Frank crawled up the outside of the tall craft using only handholds and toeholds, then struggled to fit his 6'4" frame in through the cockpit window, feet-first. He supposed this standard way of entering the cockpit might come more easily with practice, but his first try was damned awkward — and Stinger enjoyed ribbing him about it.
With effort, Frank held on to his temper. He told himself that he should have tried to get a full-night’s sleep last night, as the others had. Even as the others had headed off to bed, he’d known he’d need the rest, should have taken the room Stinger offered. But he had stayed up, staring at maps, pacing, and checking weather reports on the Internet using Stinger’s computer.
Sometime near dawn, exhaustion must have finally outrun his worries, because he awoke with a start from a vivid nightmare of hearing Irene shouting for help, while he ran, calling to her, unable to find her. But when Stinger roused him by gently shaking his shoulder, Frank realized that all the shouting had been his own — in his fitful sleep. He had dozed off facedown on the map-covered table. Chagrined, he had waited for one of Stinger’s typical smart-ass comments, but all the other man had said was, “Coffee’s ready.”

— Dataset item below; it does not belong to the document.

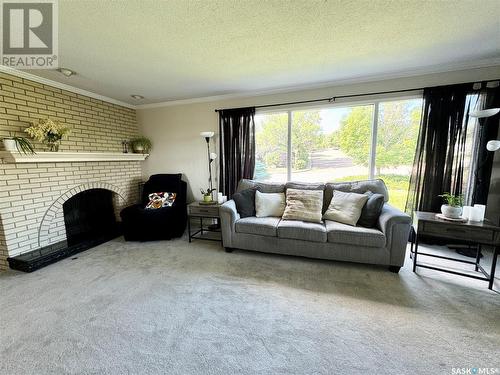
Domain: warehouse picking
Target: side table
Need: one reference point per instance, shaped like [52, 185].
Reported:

Stinger gave him a miked headset, then turned and leaned over to hand two other sets down a ladder, to Jack and Travis. The cargo area could not be seen from Frank’s seat. Stinger went through a series of take-off procedures with Pappy, the elderly man who served as his ground crew, then said, “Everybody hear me okay?”
There was a chorus of replies.
“Okay then, just one question.”
“Yes?” Jack asked.
“Everybody made out a will?”
“Yes,” Travis answered, which allowed Jack a laugh on Stinger.
“That’s the copilot’s seat,” Stinger told Frank. “I’m sure I don’t need to tell you not to touch the sticks or the pedals — or anything else, for that matter.”
“One person can fly this thing?”
“You’d better hope so,” Stinger said.
“Stinger—” Jack’s exasperated voice came over the headphones.
“It’s okay,” Frank said. “He’s right, it was a dumb question.”
“Naw,” Stinger said. He hit some switches and there was a “whump” and then the whine of the turbines began to build. Frank saw a little puff of smoke from the exhaust. “Don’t let that worry you,” Stinger said, working the controls. The blades of the rotors swoop-swoop-swooped, faster and faster — within twenty seconds, both the main and tail rotors were spinning at a steady speed.
Everything around them was a roar.
Travis’s voice came over the headphones. “The dogs are scared.”
“They’re always like that at first,” Frank heard Jack say. “They’ll settle down in a minute.”
“You mean my dogs have ridden in this thing before?” Frank asked.
“Oh, yeah.” Stinger laughed, managing pedals and sticks all at once.
They lifted off, and Frank was caught up for a time in simply taking in the sensation of flight, in the way that only a helicopter could provide it — close enough to the earth to observe it in detail, high enough to feel free of it.